エリート官僚はお見合い妻と初夜に愛を契り合う

 柳澤さん、財務省の職員だったのか……。

 ゆるパーマをセンター分けにした髪形や、どこかチャラい印象の笑顔。『花純ちゃんじゃなくて先生と呼んでください』といつも注意しているのにまったく直す気がない適当な性格から、公務員だとは想像もできなかった。

 彼と司波さんが同僚だとは意外な偶然だが、司波さんが料理教室に参加する件に関しては決して迷惑ではない。

 むしろ、私の料理を深く知ってもらういい機会だ。教室は基本的に生徒以外は入れないが、入会希望者には無料で見学や体験をしてもらっているので、その枠で参加していることにすれば問題ないだろう。

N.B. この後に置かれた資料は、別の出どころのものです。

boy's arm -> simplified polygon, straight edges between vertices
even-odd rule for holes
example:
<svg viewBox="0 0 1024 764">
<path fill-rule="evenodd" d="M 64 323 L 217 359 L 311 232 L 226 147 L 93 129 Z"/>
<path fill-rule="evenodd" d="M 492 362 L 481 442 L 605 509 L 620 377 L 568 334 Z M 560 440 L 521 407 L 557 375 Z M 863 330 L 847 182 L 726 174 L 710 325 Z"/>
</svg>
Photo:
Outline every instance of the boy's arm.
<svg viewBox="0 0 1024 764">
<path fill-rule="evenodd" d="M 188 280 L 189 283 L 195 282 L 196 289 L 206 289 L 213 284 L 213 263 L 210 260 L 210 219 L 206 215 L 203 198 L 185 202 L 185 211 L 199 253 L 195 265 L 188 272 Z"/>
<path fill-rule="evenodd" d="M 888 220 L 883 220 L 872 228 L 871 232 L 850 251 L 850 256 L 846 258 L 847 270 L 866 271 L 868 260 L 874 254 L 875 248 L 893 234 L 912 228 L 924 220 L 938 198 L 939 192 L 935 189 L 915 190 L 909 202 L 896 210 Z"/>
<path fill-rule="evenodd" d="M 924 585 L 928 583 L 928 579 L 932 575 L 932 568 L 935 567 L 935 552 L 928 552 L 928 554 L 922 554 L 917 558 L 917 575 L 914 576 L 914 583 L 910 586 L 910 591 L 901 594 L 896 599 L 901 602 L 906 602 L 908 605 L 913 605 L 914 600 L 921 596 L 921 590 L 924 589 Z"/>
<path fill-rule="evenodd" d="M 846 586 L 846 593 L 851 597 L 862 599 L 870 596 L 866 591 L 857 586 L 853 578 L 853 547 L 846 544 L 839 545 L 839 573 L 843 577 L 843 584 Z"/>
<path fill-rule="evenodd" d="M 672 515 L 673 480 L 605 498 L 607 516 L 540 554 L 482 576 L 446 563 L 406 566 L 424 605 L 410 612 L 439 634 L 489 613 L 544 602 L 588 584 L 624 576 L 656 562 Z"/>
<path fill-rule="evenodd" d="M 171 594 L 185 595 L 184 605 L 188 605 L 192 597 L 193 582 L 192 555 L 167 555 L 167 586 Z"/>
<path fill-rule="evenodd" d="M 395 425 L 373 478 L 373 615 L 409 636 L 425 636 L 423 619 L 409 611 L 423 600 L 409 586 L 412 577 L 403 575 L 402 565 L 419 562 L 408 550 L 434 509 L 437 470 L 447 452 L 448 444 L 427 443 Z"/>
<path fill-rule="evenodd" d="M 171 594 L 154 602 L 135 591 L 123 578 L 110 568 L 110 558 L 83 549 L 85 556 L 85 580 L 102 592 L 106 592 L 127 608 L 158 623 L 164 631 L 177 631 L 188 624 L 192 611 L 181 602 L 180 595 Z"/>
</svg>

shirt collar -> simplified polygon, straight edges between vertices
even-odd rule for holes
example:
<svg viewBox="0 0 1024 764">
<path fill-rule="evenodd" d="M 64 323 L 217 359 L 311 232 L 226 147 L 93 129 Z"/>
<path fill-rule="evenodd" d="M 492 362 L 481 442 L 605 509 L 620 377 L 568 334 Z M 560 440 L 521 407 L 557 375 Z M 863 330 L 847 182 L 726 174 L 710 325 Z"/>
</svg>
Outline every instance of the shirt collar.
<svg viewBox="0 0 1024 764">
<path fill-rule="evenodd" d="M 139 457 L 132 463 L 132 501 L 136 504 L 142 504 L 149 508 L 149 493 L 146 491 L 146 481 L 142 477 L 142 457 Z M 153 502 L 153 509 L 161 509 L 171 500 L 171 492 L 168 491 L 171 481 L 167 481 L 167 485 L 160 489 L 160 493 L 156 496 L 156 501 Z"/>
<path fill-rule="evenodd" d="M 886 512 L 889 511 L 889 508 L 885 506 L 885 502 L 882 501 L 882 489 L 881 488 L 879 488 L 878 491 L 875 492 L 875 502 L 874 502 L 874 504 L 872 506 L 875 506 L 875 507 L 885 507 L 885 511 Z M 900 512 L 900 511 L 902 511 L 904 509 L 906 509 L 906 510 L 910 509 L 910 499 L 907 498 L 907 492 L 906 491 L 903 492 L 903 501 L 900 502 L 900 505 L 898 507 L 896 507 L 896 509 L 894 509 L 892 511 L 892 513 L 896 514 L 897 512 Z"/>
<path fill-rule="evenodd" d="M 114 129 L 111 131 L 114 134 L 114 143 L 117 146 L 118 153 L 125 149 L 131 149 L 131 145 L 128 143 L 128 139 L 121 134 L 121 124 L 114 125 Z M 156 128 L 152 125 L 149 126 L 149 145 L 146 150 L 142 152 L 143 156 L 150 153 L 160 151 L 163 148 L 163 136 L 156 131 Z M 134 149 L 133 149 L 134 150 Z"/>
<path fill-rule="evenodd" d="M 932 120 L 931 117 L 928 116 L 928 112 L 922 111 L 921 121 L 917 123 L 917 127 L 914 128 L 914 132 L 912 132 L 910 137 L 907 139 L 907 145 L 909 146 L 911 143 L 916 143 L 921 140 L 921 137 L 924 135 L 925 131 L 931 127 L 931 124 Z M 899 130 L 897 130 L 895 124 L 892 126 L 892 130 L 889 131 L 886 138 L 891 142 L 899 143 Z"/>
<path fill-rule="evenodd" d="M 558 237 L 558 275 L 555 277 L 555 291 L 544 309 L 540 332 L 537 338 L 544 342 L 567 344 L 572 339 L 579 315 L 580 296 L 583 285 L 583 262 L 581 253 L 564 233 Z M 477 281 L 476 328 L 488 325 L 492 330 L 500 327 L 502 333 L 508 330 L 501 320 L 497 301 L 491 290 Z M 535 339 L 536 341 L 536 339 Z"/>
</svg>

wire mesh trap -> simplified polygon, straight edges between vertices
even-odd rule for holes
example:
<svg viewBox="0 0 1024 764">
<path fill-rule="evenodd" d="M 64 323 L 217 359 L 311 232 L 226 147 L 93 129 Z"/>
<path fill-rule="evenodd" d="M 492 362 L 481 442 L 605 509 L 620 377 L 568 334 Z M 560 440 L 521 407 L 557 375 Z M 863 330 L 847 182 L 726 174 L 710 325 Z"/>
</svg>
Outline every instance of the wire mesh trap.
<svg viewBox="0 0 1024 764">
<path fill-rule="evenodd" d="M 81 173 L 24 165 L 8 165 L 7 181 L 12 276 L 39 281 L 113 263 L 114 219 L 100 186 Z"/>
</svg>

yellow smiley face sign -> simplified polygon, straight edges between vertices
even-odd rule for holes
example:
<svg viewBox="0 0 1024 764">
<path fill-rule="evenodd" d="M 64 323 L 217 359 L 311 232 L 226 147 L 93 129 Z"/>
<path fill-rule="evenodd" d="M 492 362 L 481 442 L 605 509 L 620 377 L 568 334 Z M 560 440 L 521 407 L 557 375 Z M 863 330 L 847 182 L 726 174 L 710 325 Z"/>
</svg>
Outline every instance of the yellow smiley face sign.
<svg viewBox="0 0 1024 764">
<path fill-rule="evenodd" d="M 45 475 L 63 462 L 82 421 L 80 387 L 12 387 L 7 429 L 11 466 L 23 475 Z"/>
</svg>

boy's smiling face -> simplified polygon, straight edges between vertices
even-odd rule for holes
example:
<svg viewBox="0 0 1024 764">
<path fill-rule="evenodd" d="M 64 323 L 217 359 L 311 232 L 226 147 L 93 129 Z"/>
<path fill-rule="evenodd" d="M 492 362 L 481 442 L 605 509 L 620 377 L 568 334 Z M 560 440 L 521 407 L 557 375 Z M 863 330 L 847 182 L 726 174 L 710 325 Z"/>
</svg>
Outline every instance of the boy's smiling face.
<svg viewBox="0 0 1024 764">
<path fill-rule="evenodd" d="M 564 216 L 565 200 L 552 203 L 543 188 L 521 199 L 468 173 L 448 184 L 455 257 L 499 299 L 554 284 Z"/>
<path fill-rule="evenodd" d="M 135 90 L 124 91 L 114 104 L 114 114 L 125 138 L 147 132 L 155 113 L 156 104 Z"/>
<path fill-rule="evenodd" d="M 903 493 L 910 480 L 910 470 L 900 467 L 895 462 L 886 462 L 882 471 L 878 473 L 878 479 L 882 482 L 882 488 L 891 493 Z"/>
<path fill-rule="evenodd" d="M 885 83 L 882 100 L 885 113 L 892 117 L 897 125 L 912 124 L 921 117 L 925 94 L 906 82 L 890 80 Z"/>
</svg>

「入会希望の生徒ってことにします。それなら、柳澤さんと一緒に料理にも参加できますし」
「いや、別に俺は参加したいわけじゃ」
「アシスタントに、予備の食材とエプロンを用意させますね!」

 司波さんなら絶対嫌がるだろうと思ったけれど、私は強引に話を進めて先に教室に戻った。

 近くにいた紗耶香ちゃんに体験者用の使い捨てエプロンの用意を頼み、少し遅れて不機嫌そうに教室に戻ってきた司波さんに渡してもらう。